こんにちは、名古屋総合司法書士事務所の小川です。

今回は、相続が発生し、遺産分割協議をしようとしたが、相続人の一人が認知症で、意思能力を有していないと考えられる場合について、下記の事例を基に、考えてみたいと思います。






〈最近、父が亡くなりました。90歳の母(A子)は認知症のため、父が亡くなったことも理解できないようです。 子である、兄(B男)と、私(C子)は、どのように遺産分割をしたらいいでしょうか?〉




遺産分割をする際には、相続人が、意思能力を備えていることが必要です。 もし、意思能力に欠ける場合は、遺産分割の際、お母様が不利益を受けないように、成年後見人選任の申立てをする必要があります。

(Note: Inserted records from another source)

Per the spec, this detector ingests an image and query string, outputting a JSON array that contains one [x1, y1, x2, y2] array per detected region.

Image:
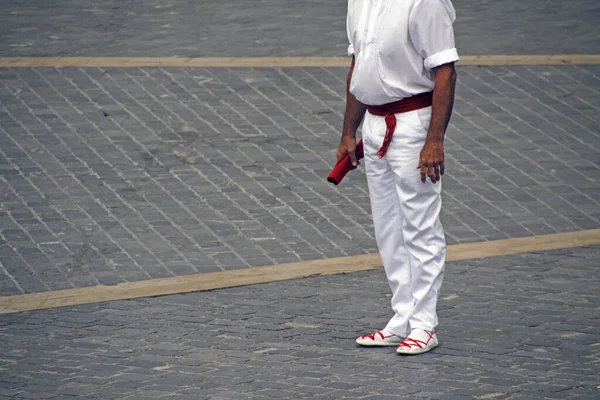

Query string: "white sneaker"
[[356, 331, 402, 346], [396, 328, 440, 355]]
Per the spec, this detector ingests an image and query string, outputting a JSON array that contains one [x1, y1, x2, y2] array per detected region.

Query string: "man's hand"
[[337, 135, 358, 167], [417, 140, 444, 183]]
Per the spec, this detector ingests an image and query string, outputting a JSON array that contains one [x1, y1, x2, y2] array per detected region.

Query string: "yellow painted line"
[[0, 229, 600, 314], [0, 54, 600, 68]]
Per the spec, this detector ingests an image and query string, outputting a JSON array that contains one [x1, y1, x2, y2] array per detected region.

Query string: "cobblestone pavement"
[[0, 0, 600, 57], [0, 66, 600, 295], [0, 246, 600, 400]]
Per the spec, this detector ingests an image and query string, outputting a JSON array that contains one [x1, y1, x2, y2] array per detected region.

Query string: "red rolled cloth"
[[327, 139, 365, 185], [327, 92, 433, 185]]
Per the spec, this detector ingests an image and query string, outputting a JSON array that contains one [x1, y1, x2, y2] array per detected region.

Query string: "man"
[[337, 0, 458, 354]]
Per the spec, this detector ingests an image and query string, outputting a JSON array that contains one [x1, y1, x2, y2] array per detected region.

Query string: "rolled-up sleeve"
[[408, 0, 459, 70], [346, 1, 354, 56]]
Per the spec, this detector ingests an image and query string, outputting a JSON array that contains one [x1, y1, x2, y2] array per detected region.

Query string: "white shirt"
[[347, 0, 458, 105]]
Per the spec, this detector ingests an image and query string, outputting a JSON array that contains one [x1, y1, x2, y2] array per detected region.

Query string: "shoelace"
[[400, 330, 435, 349], [360, 331, 396, 340]]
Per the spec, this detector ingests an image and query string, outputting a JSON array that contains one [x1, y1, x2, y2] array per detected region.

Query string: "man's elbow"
[[434, 63, 458, 85]]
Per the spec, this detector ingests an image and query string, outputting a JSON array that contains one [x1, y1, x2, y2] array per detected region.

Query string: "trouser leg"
[[363, 114, 413, 336], [363, 108, 446, 335]]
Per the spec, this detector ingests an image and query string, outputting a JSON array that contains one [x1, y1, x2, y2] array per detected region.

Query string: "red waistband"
[[367, 92, 433, 117], [367, 92, 433, 158]]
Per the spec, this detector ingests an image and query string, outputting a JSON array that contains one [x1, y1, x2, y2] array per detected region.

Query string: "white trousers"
[[362, 107, 446, 337]]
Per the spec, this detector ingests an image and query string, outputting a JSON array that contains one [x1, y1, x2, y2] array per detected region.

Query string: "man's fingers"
[[427, 165, 435, 183], [348, 150, 358, 167]]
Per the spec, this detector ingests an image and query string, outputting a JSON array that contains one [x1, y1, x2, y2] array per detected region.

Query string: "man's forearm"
[[427, 63, 456, 143], [342, 57, 367, 137]]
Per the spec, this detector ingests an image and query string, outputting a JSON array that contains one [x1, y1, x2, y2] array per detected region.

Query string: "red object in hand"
[[327, 139, 365, 185]]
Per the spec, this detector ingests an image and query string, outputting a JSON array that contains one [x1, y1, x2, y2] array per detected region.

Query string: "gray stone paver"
[[0, 246, 600, 400], [0, 0, 600, 57], [0, 66, 600, 295]]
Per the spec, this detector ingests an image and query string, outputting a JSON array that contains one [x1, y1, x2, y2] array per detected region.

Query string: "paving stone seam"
[[209, 70, 370, 222], [133, 66, 342, 259], [140, 69, 344, 258], [0, 229, 600, 314], [19, 71, 183, 277], [72, 70, 251, 270], [481, 69, 600, 149], [2, 81, 130, 287], [97, 68, 284, 270], [458, 69, 600, 225], [0, 54, 600, 68], [27, 66, 206, 278]]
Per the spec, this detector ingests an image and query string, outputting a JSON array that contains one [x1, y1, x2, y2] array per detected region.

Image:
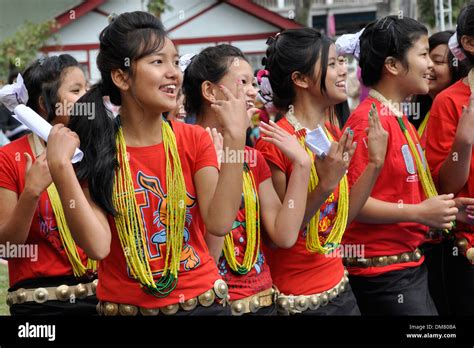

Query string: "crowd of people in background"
[[0, 3, 474, 316]]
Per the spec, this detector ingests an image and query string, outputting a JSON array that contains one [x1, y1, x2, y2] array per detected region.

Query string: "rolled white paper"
[[305, 126, 331, 158], [13, 104, 84, 163]]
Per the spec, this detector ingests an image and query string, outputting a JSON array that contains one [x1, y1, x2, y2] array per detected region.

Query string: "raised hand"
[[415, 193, 458, 230], [24, 150, 53, 197], [454, 197, 474, 225], [211, 81, 250, 138], [314, 128, 357, 191], [206, 127, 224, 168], [260, 120, 311, 166], [366, 103, 388, 168]]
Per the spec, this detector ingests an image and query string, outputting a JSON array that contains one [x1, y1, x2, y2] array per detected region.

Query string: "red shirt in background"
[[256, 117, 344, 295], [426, 80, 474, 247], [97, 122, 220, 308], [0, 135, 87, 286], [218, 146, 273, 301], [343, 96, 428, 276]]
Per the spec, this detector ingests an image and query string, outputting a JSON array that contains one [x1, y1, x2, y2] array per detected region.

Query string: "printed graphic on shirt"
[[301, 192, 337, 245], [135, 171, 200, 275]]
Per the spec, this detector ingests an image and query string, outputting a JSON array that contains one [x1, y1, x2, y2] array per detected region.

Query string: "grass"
[[0, 262, 10, 315]]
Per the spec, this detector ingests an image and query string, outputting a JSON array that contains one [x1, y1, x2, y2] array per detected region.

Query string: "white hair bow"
[[336, 29, 364, 60]]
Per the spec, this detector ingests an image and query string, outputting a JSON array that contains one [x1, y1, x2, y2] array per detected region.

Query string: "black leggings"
[[349, 264, 438, 316]]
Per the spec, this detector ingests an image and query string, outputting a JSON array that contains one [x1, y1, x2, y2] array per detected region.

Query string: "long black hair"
[[70, 11, 166, 215], [183, 44, 248, 118], [22, 54, 79, 122], [359, 16, 428, 87], [409, 30, 468, 128], [262, 28, 332, 112], [456, 2, 474, 67]]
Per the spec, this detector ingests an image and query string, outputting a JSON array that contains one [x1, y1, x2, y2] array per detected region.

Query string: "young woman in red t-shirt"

そして、遺産分割協議は、上記の事例で言うと、お母様の成年後見人と、お子様全員(相続人全員)で行わなくてはなりません。



成年後見人は、弁護士や司法書士等の専門家でなくてもなることができます。 ですので、上記の例の場合、相談者のC子さんが、お母様であるA子さんの成年後見人になることも可能です。(成年後見人になるには、未成年でないこと、破産者でないことなど、いくつかの条件はあります。)

ただし、ご本人と成年後見人等が同じ相続人の立場となった時を考えると、(今回の場合で考えると、お母様A子さんと、C子さんは、同じお父様の相続人という立場となります。)C子さんは、A子さんの成年後見人として、ご本人の財産確保のことを考えなければならない一方で、C子さん自身としても、同じ相続人という立場に立ち、ご自身の利益を考えることになります。

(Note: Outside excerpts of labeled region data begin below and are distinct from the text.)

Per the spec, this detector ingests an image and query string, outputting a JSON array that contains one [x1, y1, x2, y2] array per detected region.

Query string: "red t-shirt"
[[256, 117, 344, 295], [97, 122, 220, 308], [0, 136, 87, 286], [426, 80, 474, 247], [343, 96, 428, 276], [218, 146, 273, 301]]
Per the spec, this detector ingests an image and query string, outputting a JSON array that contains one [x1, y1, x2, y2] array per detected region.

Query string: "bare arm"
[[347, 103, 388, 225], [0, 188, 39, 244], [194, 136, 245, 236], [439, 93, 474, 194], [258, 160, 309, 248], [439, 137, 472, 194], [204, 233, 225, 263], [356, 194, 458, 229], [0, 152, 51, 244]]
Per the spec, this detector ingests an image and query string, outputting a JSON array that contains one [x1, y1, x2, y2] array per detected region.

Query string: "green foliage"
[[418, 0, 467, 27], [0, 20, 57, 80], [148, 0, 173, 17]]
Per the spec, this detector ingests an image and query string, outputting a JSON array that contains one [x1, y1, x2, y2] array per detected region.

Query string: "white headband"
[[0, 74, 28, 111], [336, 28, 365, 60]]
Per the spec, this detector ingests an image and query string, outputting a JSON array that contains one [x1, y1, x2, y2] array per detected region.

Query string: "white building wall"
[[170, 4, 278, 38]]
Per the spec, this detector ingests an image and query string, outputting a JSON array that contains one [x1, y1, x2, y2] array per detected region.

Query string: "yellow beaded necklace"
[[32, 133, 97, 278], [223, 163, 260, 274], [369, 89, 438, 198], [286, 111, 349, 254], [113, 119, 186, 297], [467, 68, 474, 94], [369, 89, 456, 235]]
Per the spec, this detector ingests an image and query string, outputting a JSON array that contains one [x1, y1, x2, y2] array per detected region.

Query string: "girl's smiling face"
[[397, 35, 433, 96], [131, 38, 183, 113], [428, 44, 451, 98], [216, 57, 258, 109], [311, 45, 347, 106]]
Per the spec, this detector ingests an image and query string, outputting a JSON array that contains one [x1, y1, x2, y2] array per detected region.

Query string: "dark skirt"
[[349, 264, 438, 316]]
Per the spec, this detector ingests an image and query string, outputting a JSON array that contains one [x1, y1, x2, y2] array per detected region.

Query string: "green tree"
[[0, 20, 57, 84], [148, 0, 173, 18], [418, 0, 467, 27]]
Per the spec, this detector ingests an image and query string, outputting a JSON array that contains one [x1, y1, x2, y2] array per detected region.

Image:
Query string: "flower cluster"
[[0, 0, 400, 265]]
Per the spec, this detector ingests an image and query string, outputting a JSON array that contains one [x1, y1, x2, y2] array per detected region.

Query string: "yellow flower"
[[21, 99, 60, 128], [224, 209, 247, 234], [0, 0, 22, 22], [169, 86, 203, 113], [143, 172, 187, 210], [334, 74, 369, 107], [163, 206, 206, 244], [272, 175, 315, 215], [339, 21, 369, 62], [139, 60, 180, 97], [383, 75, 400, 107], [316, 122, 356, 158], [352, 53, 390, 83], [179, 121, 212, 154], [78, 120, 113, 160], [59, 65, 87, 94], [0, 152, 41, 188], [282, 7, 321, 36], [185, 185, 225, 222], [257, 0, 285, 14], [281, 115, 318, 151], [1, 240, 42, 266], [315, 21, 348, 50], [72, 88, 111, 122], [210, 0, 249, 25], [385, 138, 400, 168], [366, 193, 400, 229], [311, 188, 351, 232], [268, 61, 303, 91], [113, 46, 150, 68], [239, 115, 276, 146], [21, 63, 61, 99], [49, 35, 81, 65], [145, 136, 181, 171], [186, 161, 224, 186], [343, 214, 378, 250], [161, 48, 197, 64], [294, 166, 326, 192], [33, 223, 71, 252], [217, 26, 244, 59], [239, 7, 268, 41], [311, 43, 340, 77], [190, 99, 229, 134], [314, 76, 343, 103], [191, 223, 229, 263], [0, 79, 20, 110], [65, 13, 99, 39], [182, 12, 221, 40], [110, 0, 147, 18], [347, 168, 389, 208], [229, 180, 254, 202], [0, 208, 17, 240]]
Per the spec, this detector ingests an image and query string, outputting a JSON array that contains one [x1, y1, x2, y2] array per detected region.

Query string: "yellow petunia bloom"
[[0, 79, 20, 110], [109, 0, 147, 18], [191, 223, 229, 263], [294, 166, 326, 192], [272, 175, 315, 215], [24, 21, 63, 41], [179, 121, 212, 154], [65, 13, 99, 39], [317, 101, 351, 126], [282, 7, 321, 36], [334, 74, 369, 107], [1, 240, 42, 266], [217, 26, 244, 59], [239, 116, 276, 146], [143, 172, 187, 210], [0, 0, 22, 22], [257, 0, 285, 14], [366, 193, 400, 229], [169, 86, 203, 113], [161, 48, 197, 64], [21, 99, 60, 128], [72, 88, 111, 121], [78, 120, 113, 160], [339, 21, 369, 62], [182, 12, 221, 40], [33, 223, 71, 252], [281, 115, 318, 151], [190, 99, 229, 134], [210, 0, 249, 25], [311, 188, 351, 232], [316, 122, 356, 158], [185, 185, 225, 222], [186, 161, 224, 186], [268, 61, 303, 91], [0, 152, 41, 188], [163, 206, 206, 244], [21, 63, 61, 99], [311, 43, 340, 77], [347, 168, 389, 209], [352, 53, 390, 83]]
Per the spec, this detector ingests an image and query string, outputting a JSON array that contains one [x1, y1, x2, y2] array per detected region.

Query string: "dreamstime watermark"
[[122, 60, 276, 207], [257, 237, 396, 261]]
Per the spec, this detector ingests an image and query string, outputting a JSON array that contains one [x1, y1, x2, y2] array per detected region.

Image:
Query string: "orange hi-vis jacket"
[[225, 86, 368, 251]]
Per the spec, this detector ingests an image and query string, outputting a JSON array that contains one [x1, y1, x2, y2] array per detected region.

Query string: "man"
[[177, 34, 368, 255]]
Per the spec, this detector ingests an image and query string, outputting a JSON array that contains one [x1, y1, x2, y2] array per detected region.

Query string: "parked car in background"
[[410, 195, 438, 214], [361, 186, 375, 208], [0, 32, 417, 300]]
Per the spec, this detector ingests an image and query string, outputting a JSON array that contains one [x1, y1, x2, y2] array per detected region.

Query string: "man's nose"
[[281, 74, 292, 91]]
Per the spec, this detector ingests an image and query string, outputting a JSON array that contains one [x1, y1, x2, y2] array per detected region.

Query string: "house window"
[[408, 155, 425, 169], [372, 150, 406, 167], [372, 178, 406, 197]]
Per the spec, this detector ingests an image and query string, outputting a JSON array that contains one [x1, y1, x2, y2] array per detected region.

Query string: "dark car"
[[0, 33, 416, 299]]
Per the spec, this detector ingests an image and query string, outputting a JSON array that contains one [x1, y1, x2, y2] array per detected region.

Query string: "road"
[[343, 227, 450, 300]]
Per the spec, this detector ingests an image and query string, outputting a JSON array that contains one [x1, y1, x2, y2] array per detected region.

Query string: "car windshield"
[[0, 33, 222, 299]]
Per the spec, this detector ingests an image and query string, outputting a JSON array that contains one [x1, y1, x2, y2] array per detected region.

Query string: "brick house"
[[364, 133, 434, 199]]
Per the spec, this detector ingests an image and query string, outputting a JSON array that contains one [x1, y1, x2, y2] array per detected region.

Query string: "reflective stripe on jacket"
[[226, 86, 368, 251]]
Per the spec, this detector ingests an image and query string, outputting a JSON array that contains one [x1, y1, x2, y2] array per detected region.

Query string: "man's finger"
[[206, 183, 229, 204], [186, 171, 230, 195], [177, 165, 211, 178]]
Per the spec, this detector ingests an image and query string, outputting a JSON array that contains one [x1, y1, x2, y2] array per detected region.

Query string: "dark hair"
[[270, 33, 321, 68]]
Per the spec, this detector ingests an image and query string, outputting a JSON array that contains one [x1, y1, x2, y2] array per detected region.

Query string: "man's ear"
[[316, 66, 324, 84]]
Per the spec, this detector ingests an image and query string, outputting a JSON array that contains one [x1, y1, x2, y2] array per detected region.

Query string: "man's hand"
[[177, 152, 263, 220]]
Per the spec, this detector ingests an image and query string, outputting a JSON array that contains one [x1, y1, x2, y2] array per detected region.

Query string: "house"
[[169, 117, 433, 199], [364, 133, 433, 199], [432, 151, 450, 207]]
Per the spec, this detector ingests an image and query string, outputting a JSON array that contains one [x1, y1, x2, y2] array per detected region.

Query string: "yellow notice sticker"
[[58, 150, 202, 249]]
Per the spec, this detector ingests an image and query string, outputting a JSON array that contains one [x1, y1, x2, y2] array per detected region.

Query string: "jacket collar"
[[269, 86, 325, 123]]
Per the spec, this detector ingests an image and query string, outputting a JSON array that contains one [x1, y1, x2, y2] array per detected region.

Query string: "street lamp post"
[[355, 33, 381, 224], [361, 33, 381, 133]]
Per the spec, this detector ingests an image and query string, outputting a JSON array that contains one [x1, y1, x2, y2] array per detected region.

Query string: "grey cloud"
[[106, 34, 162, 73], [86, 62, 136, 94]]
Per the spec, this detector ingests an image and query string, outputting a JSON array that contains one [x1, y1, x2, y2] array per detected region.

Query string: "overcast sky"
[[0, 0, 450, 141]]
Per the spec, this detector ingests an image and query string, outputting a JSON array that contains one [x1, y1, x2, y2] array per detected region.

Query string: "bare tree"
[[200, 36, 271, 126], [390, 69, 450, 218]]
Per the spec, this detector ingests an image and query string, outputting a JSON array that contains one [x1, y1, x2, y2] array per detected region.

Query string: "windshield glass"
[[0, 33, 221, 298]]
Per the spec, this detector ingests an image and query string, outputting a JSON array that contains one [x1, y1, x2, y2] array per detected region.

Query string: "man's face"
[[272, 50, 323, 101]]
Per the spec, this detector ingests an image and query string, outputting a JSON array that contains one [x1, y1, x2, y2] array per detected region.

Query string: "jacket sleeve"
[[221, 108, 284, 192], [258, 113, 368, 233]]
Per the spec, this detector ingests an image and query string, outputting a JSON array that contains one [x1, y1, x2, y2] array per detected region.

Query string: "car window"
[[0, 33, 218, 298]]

このままでは、公正な遺産分割協議をすることができません。

よって、このような場合、後見監督人がついていれば、後見監督人がご本人に代わって遺産分割協議に参加することになります。

後見監督人がいない場合は、ご本人の代わりに遺産分割協議に参加し、ご本人の財産を確保する仕事をする「特別代理人」を家庭裁判所に決めてもらうよう申立てることになります。

また、成年後見制度は、ご本人の財産管理や生活のサポートをする目的の制度であり、成年後見人に選任された場合、遺産分割協議が終了したからといって、後見人の職務が終わるわけでないことにも注意が必要です。